"You think about hair graying as the absence of melanin," said Kaustubh Adhikari, a statistical genetics postdoc at University College London and lead author of the study, which was published in Nature Communications. Adhikari was quoted in an NPR interview.
Gray hair is more common in people of European origin, as is lighter hair. That makes sense, Adhikari says. "You would sort of think of hair graying as an unintended consequence of selecting for this hair color."
In other words, if you decide to marry a blonde, don't be surprised if your kids someday turn gray. People of Asian and African ancestry also go gray, but less often than do Europeans.

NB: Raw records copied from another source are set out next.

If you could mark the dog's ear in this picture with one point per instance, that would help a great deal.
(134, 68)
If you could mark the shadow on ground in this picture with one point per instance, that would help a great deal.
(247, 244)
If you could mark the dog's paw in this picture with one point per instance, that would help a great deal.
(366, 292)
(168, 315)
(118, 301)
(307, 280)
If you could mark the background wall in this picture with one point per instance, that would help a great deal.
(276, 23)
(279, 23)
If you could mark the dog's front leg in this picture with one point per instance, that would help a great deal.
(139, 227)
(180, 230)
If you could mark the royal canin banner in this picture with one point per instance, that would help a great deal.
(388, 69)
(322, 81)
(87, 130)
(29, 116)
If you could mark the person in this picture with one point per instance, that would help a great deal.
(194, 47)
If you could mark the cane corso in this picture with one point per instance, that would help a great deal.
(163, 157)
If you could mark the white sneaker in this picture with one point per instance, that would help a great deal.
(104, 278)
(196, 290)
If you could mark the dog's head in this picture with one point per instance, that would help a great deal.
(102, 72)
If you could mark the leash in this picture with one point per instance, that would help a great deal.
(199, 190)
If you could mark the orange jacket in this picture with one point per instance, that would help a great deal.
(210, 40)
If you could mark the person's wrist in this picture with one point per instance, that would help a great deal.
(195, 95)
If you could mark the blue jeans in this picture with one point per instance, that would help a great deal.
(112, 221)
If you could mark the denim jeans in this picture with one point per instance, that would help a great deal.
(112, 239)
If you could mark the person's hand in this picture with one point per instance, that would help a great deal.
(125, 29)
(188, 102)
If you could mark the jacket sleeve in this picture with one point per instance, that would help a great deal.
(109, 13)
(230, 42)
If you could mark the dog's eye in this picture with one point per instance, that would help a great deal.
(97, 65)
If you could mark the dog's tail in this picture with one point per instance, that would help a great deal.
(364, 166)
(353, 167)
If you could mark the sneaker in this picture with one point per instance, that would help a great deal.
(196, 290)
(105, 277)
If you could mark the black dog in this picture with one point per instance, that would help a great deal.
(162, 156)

"You would expect that they would have genes that influence graying," Adhikari says. "We just haven't found them yet."
The scientists discovered the gray gene by studying the scalps and facial hair of 6,630 volunteers in Brazil, Colombia, Chile, Mexico and Peru. The researchers took photographs and asked about natural hair color. The participants had a mix of European, Native American and African ancestry.
Then the scientists performed genetic analyses called genome-wide association scans that look for common variants, and matched them with appearance. Ten new variants popped out; gray hair was matched with one. Others influence unibrow, balding, eyebrow thickness and hair structure.
Still, genetics isn't necessarily destiny. Adhikari figures that the IRF4 variant accounts for about 30% of gray hair, with environmental factors—including, perhaps, stress—accounting for the rest.